NAME

SQL::KeywordSearch - generate SQL for simple keyword searches

SYNOPSIS

use SQL::KeywordSearch;

my ($search_sql,@bind) =
    sql_keyword_search(
      keywords   => 'cat,brown,whiskers',
      columns    => ['pets','colors','names']
    );

my $sql = "SELECT title from articles
              WHERE user_id = 5 AND ".$search_sql;

About keyword searching

The solution provided here is simple, suitable for relatively small numbers of rows and columns. It is also simple-minded in that it can't sort the results based on their relevance.

For large data sets and more features, a full-text indexing and searching solution is recommended to be used instead. Tsearch2 for PostgreSQL, http://www.sai.msu.su/~megera/postgres/gist/tsearch/V2/ is one such solution.

Database Support

This module was developed for use with PostgreSQL. It can work with other databases by specifying the regular expression operator to use. The 'REGEXP' operator should work for MySQL.
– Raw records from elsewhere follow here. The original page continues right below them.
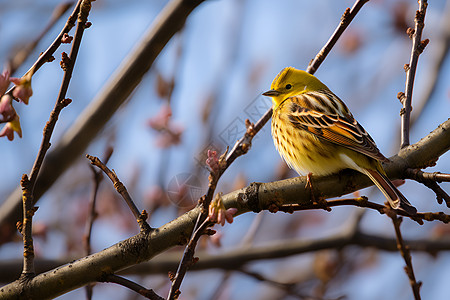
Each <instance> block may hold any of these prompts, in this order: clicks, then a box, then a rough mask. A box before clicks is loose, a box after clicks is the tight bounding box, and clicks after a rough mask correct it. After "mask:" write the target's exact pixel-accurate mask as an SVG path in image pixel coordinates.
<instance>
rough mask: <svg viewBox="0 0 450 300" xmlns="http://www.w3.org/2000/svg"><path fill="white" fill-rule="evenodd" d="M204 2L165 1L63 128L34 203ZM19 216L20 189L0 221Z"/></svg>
mask: <svg viewBox="0 0 450 300" xmlns="http://www.w3.org/2000/svg"><path fill="white" fill-rule="evenodd" d="M203 1H204V0H190V1H185V0H172V1H169V2H168V3H167V5H166V6H165V7H164V9H163V10H162V11H161V12H160V13H159V14H158V16H157V17H156V18H155V20H154V21H153V22H152V24H150V25H149V27H148V29H147V31H146V33H145V34H144V36H143V37H142V39H141V40H140V41H139V42H138V43H137V44H136V46H135V47H134V50H133V51H132V52H131V53H130V54H129V55H127V57H126V59H124V61H123V62H122V63H121V64H120V67H118V68H117V70H116V71H115V72H113V75H112V76H111V77H110V78H109V80H108V81H107V82H106V83H105V85H104V86H103V88H102V90H101V91H99V93H98V94H97V96H96V97H95V98H94V99H93V100H92V101H91V102H90V104H89V106H88V107H86V109H85V110H84V111H83V112H81V113H80V114H79V115H80V117H79V118H78V119H77V120H76V122H74V124H73V125H72V126H71V127H70V128H69V129H68V130H66V132H65V133H64V135H63V136H62V137H61V139H60V141H59V142H58V144H56V145H55V147H53V148H52V151H51V152H50V153H49V159H48V160H46V161H45V163H44V165H43V167H42V169H41V171H40V172H39V179H38V183H39V184H38V185H37V186H36V188H35V192H34V194H33V195H34V197H33V198H34V202H37V201H38V200H39V198H40V197H41V196H42V194H44V193H45V191H47V190H48V189H49V188H50V186H52V185H53V184H54V183H55V181H56V180H57V179H58V178H60V176H61V174H62V173H63V172H64V171H65V170H66V169H67V168H68V167H69V166H70V165H71V164H72V163H74V161H75V160H76V159H77V158H78V157H79V155H80V154H81V153H82V152H83V150H84V149H85V148H86V147H87V145H88V144H89V143H90V142H91V141H92V140H93V138H94V137H96V136H97V134H98V133H99V131H100V129H101V128H103V126H104V125H105V123H106V122H107V121H108V120H109V119H110V118H111V116H112V115H113V114H114V113H115V112H116V111H117V109H118V108H119V107H120V105H121V104H122V103H123V102H124V101H125V100H126V99H128V98H129V96H130V94H131V93H132V91H133V90H134V89H135V88H136V86H137V85H138V84H139V82H141V80H142V78H143V76H144V74H145V73H146V72H147V71H148V70H149V69H150V67H151V66H152V65H153V63H154V61H155V59H156V57H157V56H158V55H159V53H160V52H161V51H162V49H163V48H164V47H165V45H166V44H167V43H168V42H169V40H170V39H171V38H172V37H173V35H174V34H175V33H176V32H178V30H179V29H180V28H181V27H182V25H183V24H184V23H185V21H186V18H187V17H188V15H189V14H190V13H191V12H192V11H193V10H194V9H195V8H196V7H197V6H198V5H200V4H201V3H202V2H203ZM21 217H22V201H21V191H20V189H15V190H14V191H13V192H12V193H11V194H10V195H9V196H8V198H7V199H6V200H5V201H3V202H2V203H1V204H0V223H2V224H10V225H13V224H15V223H16V222H17V220H19V219H20V218H21ZM4 230H5V231H4V233H3V235H4V236H5V235H7V236H8V237H10V236H12V234H13V232H12V229H9V230H8V231H6V229H4ZM0 242H1V241H0Z"/></svg>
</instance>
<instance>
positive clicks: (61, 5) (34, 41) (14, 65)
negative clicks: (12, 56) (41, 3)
mask: <svg viewBox="0 0 450 300" xmlns="http://www.w3.org/2000/svg"><path fill="white" fill-rule="evenodd" d="M80 3H81V2H80ZM73 4H74V2H73V1H71V2H66V3H61V4H58V6H57V7H56V8H55V9H54V10H53V13H52V15H51V17H50V20H49V22H48V24H47V25H46V26H45V28H44V29H43V30H42V31H41V33H40V34H39V35H38V36H37V37H36V38H35V39H34V40H32V41H31V42H29V43H27V44H26V45H24V46H23V47H21V49H18V51H17V52H15V53H14V56H13V57H11V58H10V59H9V61H10V68H11V70H10V72H11V74H14V72H16V70H17V69H18V68H19V67H20V66H21V65H22V64H23V62H24V61H25V60H26V59H27V58H28V57H29V56H30V54H31V53H32V52H33V50H34V49H35V48H36V46H37V44H38V43H39V42H40V41H41V40H42V38H43V37H44V36H45V35H46V34H47V33H48V32H49V31H50V29H51V28H52V27H53V26H54V25H55V23H56V22H57V21H58V20H59V19H60V18H61V17H62V16H63V15H64V14H65V13H66V11H67V10H68V9H69V8H70V7H71V6H72V5H73ZM78 7H79V6H77V7H76V8H75V10H78ZM75 10H74V11H75ZM74 25H75V22H73V23H72V24H71V26H70V25H69V26H68V24H66V26H67V28H66V27H64V29H65V30H66V31H67V32H66V33H68V32H69V31H70V29H71V28H72V27H73V26H74ZM69 27H70V28H69ZM64 29H63V32H62V35H64V33H65V32H64ZM62 35H61V37H62ZM55 42H56V43H59V44H55V46H54V47H55V48H54V49H55V51H56V49H57V48H58V47H59V45H60V44H61V38H60V39H57V40H55V41H54V42H53V43H55ZM47 55H48V54H47ZM39 59H42V61H43V62H44V63H45V61H44V60H43V58H42V56H41V57H39ZM36 70H37V69H36ZM36 70H35V71H36Z"/></svg>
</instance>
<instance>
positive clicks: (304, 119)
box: [289, 104, 389, 162]
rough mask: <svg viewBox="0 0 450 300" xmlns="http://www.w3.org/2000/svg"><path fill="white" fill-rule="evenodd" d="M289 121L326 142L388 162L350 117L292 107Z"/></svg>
mask: <svg viewBox="0 0 450 300" xmlns="http://www.w3.org/2000/svg"><path fill="white" fill-rule="evenodd" d="M289 120H290V121H291V123H292V124H293V126H295V127H297V128H300V129H303V130H306V131H308V132H310V133H312V134H314V135H315V136H317V137H319V138H321V139H324V140H326V141H329V142H332V143H335V144H338V145H340V146H343V147H346V148H349V149H351V150H354V151H356V152H359V153H362V154H365V155H367V156H369V157H372V158H374V159H376V160H379V161H382V162H388V161H389V160H388V159H387V158H386V157H384V155H383V154H381V152H380V150H378V148H377V146H376V145H375V142H374V141H373V139H372V138H371V137H370V135H369V134H368V133H367V131H366V130H364V128H363V127H362V126H361V125H360V124H359V123H358V122H357V121H356V120H355V119H354V118H353V116H352V115H350V114H349V115H347V116H341V115H338V114H323V113H321V112H318V111H315V110H312V109H308V108H304V107H300V106H299V105H298V104H297V105H293V106H292V109H291V112H290V115H289Z"/></svg>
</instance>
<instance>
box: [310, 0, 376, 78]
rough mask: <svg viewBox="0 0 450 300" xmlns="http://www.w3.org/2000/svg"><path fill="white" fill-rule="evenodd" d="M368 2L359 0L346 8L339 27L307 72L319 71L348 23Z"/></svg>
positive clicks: (327, 42)
mask: <svg viewBox="0 0 450 300" xmlns="http://www.w3.org/2000/svg"><path fill="white" fill-rule="evenodd" d="M367 2H369V0H357V1H356V2H355V4H353V7H352V8H351V9H350V8H347V9H346V10H345V12H344V14H343V15H342V17H341V22H340V23H339V25H338V27H337V28H336V29H335V31H334V32H333V34H332V35H331V37H330V39H329V40H328V41H327V43H326V44H325V46H323V48H322V49H321V50H320V51H319V54H317V55H316V57H315V58H314V59H313V60H312V61H311V62H310V63H309V65H308V68H306V72H308V73H311V74H314V73H315V72H316V71H317V69H318V68H319V66H320V65H321V64H322V62H323V61H324V60H325V58H326V57H327V55H328V53H330V51H331V49H332V48H333V47H334V45H335V44H336V42H337V41H338V40H339V38H340V37H341V35H342V33H344V31H345V29H346V28H347V27H348V25H350V23H351V22H352V20H353V19H354V18H355V16H356V14H357V13H358V12H359V11H360V10H361V8H362V7H363V5H364V4H366V3H367Z"/></svg>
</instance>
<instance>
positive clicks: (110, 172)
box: [86, 154, 151, 232]
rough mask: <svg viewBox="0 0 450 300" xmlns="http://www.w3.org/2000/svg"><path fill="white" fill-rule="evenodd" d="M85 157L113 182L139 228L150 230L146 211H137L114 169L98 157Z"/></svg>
mask: <svg viewBox="0 0 450 300" xmlns="http://www.w3.org/2000/svg"><path fill="white" fill-rule="evenodd" d="M86 157H87V158H88V159H89V160H90V161H91V164H93V165H94V166H96V167H98V168H100V169H101V170H102V171H103V172H104V173H105V174H106V175H107V176H108V177H109V179H111V181H112V183H113V184H114V188H115V189H116V190H117V192H118V193H119V194H120V195H121V196H122V198H123V199H124V200H125V202H126V203H127V205H128V207H129V208H130V210H131V212H132V213H133V215H134V217H135V218H136V220H137V222H138V224H139V227H140V228H141V231H144V232H147V231H149V230H151V228H150V226H149V225H148V223H147V221H146V220H147V212H146V211H145V210H143V211H142V213H140V212H139V210H138V208H137V207H136V205H135V204H134V202H133V199H131V196H130V194H128V191H127V188H126V187H125V185H124V184H123V183H122V182H121V181H120V180H119V178H118V177H117V175H116V173H115V172H114V170H112V171H111V170H110V169H109V168H108V167H107V166H106V165H105V164H104V163H102V162H101V160H100V159H99V158H98V157H95V156H91V155H89V154H86Z"/></svg>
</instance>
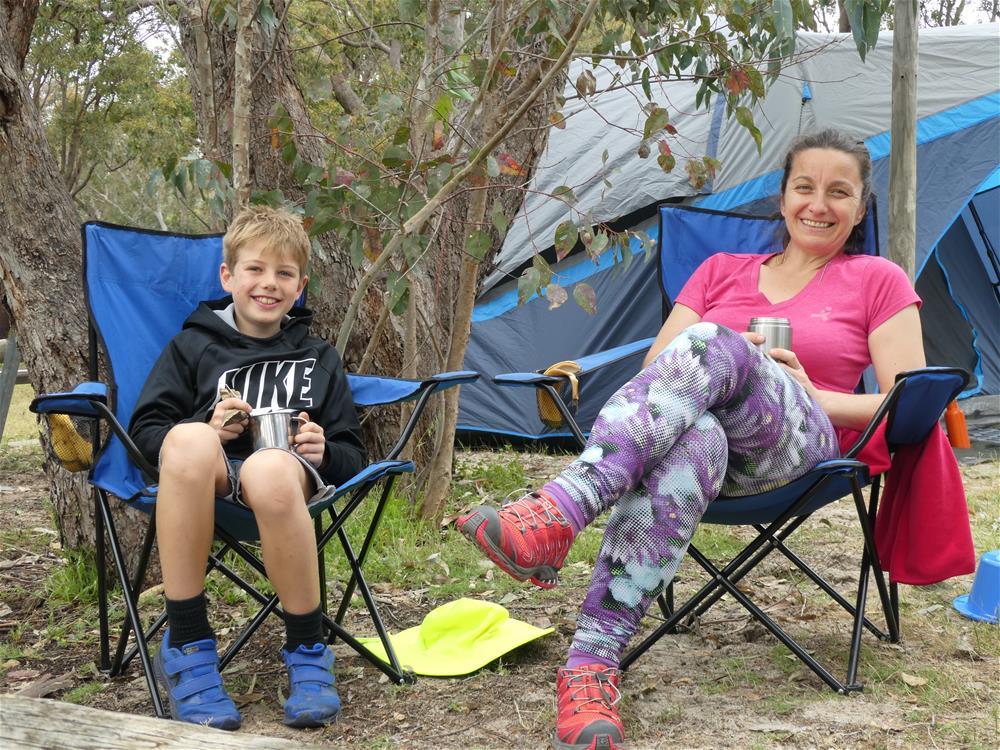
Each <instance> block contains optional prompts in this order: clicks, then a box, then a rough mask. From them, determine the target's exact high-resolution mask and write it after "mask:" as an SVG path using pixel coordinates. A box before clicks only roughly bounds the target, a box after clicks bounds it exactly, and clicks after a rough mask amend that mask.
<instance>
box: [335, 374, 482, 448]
mask: <svg viewBox="0 0 1000 750" xmlns="http://www.w3.org/2000/svg"><path fill="white" fill-rule="evenodd" d="M478 379H479V373H478V372H474V371H473V370H457V371H455V372H439V373H438V374H437V375H432V376H431V377H429V378H425V379H424V380H408V379H406V378H389V377H380V376H378V375H352V374H348V376H347V380H348V383H349V384H350V387H351V396H352V397H353V398H354V404H355V406H364V407H368V406H387V405H391V404H398V403H403V402H406V401H414V400H416V402H417V403H416V404H414V406H413V411H412V412H411V413H410V417H409V419H408V420H407V422H406V424H405V425H404V426H403V429H402V430H401V431H400V434H399V438H398V439H397V440H396V444H395V445H393V446H392V448H390V449H389V452H388V453H387V454H386V455H385V458H384V459H383V461H392V460H393V459H395V458H396V457H397V456H398V455H399V454H400V452H401V451H402V450H403V446H405V445H406V442H407V441H408V440H409V439H410V435H412V434H413V430H414V429H415V428H416V426H417V422H418V421H419V420H420V416H421V414H423V411H424V407H425V406H427V401H428V400H429V399H430V397H431V396H432V395H434V394H435V393H438V392H440V391H445V390H447V389H449V388H454V387H455V386H456V385H462V384H463V383H473V382H475V381H476V380H478Z"/></svg>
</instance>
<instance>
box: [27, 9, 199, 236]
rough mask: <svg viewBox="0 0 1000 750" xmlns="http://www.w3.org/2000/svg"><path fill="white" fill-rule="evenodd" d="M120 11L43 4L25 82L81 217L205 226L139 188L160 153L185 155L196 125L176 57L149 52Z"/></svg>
mask: <svg viewBox="0 0 1000 750" xmlns="http://www.w3.org/2000/svg"><path fill="white" fill-rule="evenodd" d="M127 7H128V4H126V3H124V2H122V1H121V0H115V1H114V2H108V3H102V4H101V5H100V7H99V8H98V7H97V6H95V4H94V3H87V2H83V1H82V0H74V1H73V2H54V0H49V1H48V2H43V3H42V5H41V8H40V11H39V14H38V18H37V20H36V22H35V26H34V28H33V34H32V42H31V47H30V51H29V55H28V58H27V60H26V61H25V78H26V80H27V83H28V86H29V89H30V91H31V93H32V95H33V97H34V99H35V101H36V103H37V105H38V106H39V110H40V113H41V115H42V119H43V122H44V124H45V127H46V134H47V136H48V140H49V144H50V146H51V147H52V149H53V151H54V153H55V156H56V159H57V162H58V164H59V167H60V170H61V172H62V176H63V179H64V181H65V182H66V184H67V186H68V187H69V189H70V191H71V193H72V194H73V196H74V197H75V198H76V200H77V203H78V205H79V206H80V209H81V213H82V215H83V217H84V218H87V219H103V220H107V221H113V222H119V223H128V224H133V225H138V226H146V227H156V228H167V227H168V226H169V228H171V229H178V230H193V229H198V228H200V229H204V228H205V227H204V225H203V224H202V222H201V221H199V219H198V218H197V213H198V208H197V207H195V206H191V205H190V203H189V202H187V201H186V199H185V197H184V196H183V195H178V194H176V192H175V190H174V189H173V188H171V189H170V190H165V189H162V188H160V189H158V190H155V191H152V192H150V191H147V189H146V188H147V183H148V181H149V175H150V173H151V172H152V170H153V169H155V168H157V167H158V162H159V161H160V160H161V159H163V158H164V156H165V155H167V154H170V153H174V154H185V153H187V152H189V151H190V150H191V148H192V144H193V143H194V141H195V135H194V119H193V116H192V110H191V101H190V95H189V93H188V91H187V81H186V78H185V76H184V71H183V67H182V62H181V58H180V57H179V55H177V54H176V53H174V54H172V55H171V54H168V52H167V51H165V50H164V51H155V50H154V49H153V48H152V47H153V45H152V44H150V43H149V39H148V35H149V32H150V24H149V22H148V21H147V23H145V24H140V23H136V22H135V21H134V20H133V19H130V18H129V17H128V15H127Z"/></svg>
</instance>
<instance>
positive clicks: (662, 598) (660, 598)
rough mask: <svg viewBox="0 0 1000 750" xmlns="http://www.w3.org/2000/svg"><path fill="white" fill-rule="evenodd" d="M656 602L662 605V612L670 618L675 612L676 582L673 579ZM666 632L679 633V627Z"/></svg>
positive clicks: (666, 619)
mask: <svg viewBox="0 0 1000 750" xmlns="http://www.w3.org/2000/svg"><path fill="white" fill-rule="evenodd" d="M656 603H657V604H659V605H660V612H661V613H662V615H663V617H664V619H666V620H669V619H670V617H671V616H672V615H673V613H674V582H673V580H672V579H671V581H670V583H668V584H667V586H666V588H665V589H663V592H662V593H661V594H660V595H659V596H658V597H656ZM666 632H667V633H669V634H671V635H674V634H676V633H677V628H676V627H672V628H670V629H669V630H667V631H666Z"/></svg>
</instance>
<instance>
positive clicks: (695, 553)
mask: <svg viewBox="0 0 1000 750" xmlns="http://www.w3.org/2000/svg"><path fill="white" fill-rule="evenodd" d="M689 554H690V555H691V556H692V557H693V558H694V559H695V561H696V562H697V563H698V564H699V565H701V566H702V568H704V569H705V572H707V573H708V574H709V575H710V576H712V577H713V578H714V579H715V580H716V581H718V583H719V585H721V586H723V587H725V589H726V591H727V592H728V593H729V594H730V595H731V596H732V597H733V598H734V599H736V601H738V602H739V603H740V604H741V605H743V607H744V608H745V609H746V610H747V611H748V612H750V614H752V615H753V616H754V618H756V619H757V621H758V622H760V623H761V624H762V625H763V626H764V627H766V628H767V629H768V630H770V631H771V633H773V634H774V636H775V637H776V638H777V639H778V640H779V641H781V642H782V643H783V644H784V645H785V647H786V648H788V650H789V651H791V652H792V653H794V654H795V655H796V656H797V657H799V659H800V660H801V661H802V662H803V663H804V664H805V665H806V666H807V667H809V668H810V669H811V670H812V671H813V672H815V673H816V674H817V675H818V676H819V677H820V679H822V680H823V682H825V683H826V684H827V685H829V686H830V687H831V688H833V689H834V690H835V691H837V692H838V693H842V694H843V693H849V692H852V691H855V690H858V689H860V687H859V686H855V685H852V684H846V685H845V684H844V683H842V682H840V680H838V679H837V678H836V677H834V676H833V675H832V674H830V672H828V671H827V670H826V668H825V667H823V665H822V664H820V663H819V662H818V661H816V659H814V658H813V657H812V656H811V655H810V654H809V652H808V651H806V650H805V649H804V648H802V647H801V646H800V645H799V644H798V643H797V642H796V641H795V640H794V639H793V638H792V637H791V636H790V635H788V633H786V632H785V631H784V630H783V629H782V628H781V626H780V625H778V623H776V622H775V621H774V620H772V619H771V618H770V617H768V615H767V613H766V612H764V610H762V609H761V608H760V607H758V606H757V605H756V604H754V602H753V601H752V600H751V599H750V598H749V597H747V595H746V594H744V593H743V592H742V591H740V590H739V589H738V588H737V587H736V586H735V585H734V584H733V583H732V581H730V580H729V579H728V578H727V577H726V576H725V575H724V574H723V571H720V570H719V569H718V568H717V567H715V565H713V564H712V562H711V561H710V560H709V559H708V558H706V557H705V556H704V555H703V554H701V552H699V551H698V550H697V549H694V548H691V549H690V550H689Z"/></svg>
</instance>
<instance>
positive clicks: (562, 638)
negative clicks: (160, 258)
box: [0, 452, 1000, 750]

Since a regular expression for word boundary checking is about the only fancy database feature we used, other databases should work as well.

Functions

sql_keyword_search()

($sql,@bind) = sql_keyword_search(...);
(@interp)    = sql_keyword_search(interp => 1, ...);

sql_keyword_search builds a sql statement based on a keyword field containing a list of comma, space, semicolon or colon separated keywords. This prepares a case-insensitive regular expression search.

($sql, @bind) =
     sql_keyword_search(
        keywords          => 'cat,brown',
        columns           => ['pets','colors'],
        every_colum       => 1,
        every_word        => 1,
        whole_word        => 1,
        operator          => 'REGEXP'
    );

Now the result would look like:

$sql = qq{(
  (lower(pets) ~ lower(?)
   OR lower(colors) ~ lower(?)
  )
   OR
  (lower(pets) ~ lower(?)
   OR lower(colors) ~ lower(?)
  ))};

@bind = ('cat','cat','brown','brown');

You can control the use of AND, OR and other aspects of the SQL generation through the options below.

keywords

A string of comma,space,semicolon or color separated keywords. Required.

columns

An anonymous array of columns to perform the keyword search on. Required.

every_column (default: false)

If you would like all words to match in all columns, you set this to 1.

By default, words can match in one or more columns.

every_word (default: false)

If you would like all words to match in particular column for it to be considered a match, set this value to 1

By default, one or more words can match in a particular column.

whole_word (default: false)

Set this to true to do only match against whole words. A substring search is the default.

operator (default: ~)

Set to 'REGEXP' if you are using MySQL. The default works for PostgreSQL.

interp (default: off)
# integrate with DBIx::Interp
my $articles = $dbx->selectall_arrayref_i("
    SELECT article_id, title, summary
        FROM articles
        WHERE ",
          sql_keyword_search(
              keywords   => $q->param('q'),
              columns    => [qw/title summary/]
              interp     => 1,
        )
        ,attr(Slice=>{}));

Turn this on to return an array of SQL like SQL::Interp or DBIx::Interp expect as input.

AUTHOR

mark@summersault.com, <mark at summersault.com>

BUGS

Please report any bugs or feature requests to bug-sql-keywordsearch at rt.cpan.org, or through the web interface at http://rt.cpan.org/NoAuth/ReportBug.html?Queue=SQL-KeywordSearch. I will be notified, and then you'll automatically be notified of progress on your bug as I make changes.

SEE ALSO

COPYRIGHT & LICENSE

Copyright 2006 - 2009 Mark Stosberg, <mark@summersault.com>, all rights reserved.

This program is free software; you can redistribute it and/or modify it under the same terms as Perl itself.